Dodicito no restrinjas mi libertad de opinión , ya que me baso en hechos históricos documentados en libros ,tu bien sabes que poseo una amplia biblioteca.
Para mi las ciudades de *Arica e Iquique en 1880s eran las 
florecientes e importantes de toda esta parte *de sudamerica , exceptuando las capitales y 1ros.puertos
de ambos paises.


----------



## scoelho86 (Jun 30, 2006)

bonitas ese par de ciudades...aunque no niego que iquique es mejor y mas moderna....


----------



## AC78 (Sep 27, 2005)

J Block said:


> Son un desastre a comparación de las ciudades de nuestros vecinos. Nadie lo puede negar. Son ciudades que no cuentan con transporte público ordenado, aeropuertos de calidad, infraestructura víal, zoológicos, buenas bibliotecas, teatros importantes..etc. Son ciudades con hartas carencias. Ahora, que uno pueda encontrar comodidades, pues en toda ciudad grande las puede encontrar.

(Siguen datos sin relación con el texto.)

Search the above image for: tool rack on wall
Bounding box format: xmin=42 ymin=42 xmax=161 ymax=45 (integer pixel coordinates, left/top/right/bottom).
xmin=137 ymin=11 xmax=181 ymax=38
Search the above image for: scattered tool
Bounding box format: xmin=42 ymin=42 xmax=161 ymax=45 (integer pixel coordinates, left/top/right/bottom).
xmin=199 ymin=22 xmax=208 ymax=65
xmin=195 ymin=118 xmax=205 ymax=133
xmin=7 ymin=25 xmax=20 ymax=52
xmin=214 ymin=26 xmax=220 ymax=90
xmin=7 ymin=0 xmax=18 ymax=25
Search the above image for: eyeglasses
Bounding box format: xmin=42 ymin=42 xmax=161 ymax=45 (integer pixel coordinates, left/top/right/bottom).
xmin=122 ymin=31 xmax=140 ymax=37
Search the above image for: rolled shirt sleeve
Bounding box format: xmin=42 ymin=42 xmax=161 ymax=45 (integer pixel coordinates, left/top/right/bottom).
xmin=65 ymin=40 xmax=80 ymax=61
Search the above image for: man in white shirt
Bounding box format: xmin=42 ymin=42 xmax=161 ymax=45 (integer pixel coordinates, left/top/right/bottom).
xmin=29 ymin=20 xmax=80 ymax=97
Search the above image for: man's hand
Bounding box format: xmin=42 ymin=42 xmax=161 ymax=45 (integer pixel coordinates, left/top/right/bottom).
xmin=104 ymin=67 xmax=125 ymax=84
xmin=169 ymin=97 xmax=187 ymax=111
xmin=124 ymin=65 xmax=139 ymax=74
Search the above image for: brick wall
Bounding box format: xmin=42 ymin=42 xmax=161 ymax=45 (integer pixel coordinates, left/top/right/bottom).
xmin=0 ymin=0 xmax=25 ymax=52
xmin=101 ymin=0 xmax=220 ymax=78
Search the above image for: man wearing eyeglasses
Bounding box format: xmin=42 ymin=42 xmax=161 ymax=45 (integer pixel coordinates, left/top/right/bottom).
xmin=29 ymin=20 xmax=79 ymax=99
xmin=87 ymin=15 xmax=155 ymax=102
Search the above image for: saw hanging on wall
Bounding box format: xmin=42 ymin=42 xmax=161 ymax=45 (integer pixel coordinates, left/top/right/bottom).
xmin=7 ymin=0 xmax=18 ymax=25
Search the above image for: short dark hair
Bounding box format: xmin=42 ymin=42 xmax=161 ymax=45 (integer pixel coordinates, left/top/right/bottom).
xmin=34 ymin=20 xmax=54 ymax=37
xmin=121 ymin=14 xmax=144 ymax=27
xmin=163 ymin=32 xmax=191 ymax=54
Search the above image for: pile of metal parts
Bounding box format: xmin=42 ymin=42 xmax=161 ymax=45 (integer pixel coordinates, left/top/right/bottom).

Exactamente a eso era lo que me referia. Nos falta mucho que aprender de nuestros paises vecinos. Fuera del aeropuerto de Lima, la verdad que ni el de Cuzco se salva..que supuestamente deberia estar mucho mejor por el solo hecho de recibir tanto turista todos los dias!! Trujillo, Arequipa y Chiclayo se ve que han cambiado pero todavia les falta mucho. En lo que respecta a otro tipo de infraestuctura tambien estamos completamente escasos. Y lo digo de corazon, ojala que mi pais cambie pronto.


----------



## perupd (Oct 9, 2005)

AC78 said:


> Exactamente a eso era lo que me referia. Nos falta mucho que aprender de nuestros paises vecinos. Fuera del aeropuerto de Lima, la verdad que ni el de Cuzco se salva..que supuestamente deberia estar mucho mejor por el solo hecho de recibir tanto turista todos los dias!! Trujillo, Arequipa y Chiclayo se ve que han cambiado pero todavia les falta mucho. En lo que respecta a otro tipo de infraestuctura tambien estamos completamente escasos. Y lo digo de corazon, ojala que mi pais cambie pronto.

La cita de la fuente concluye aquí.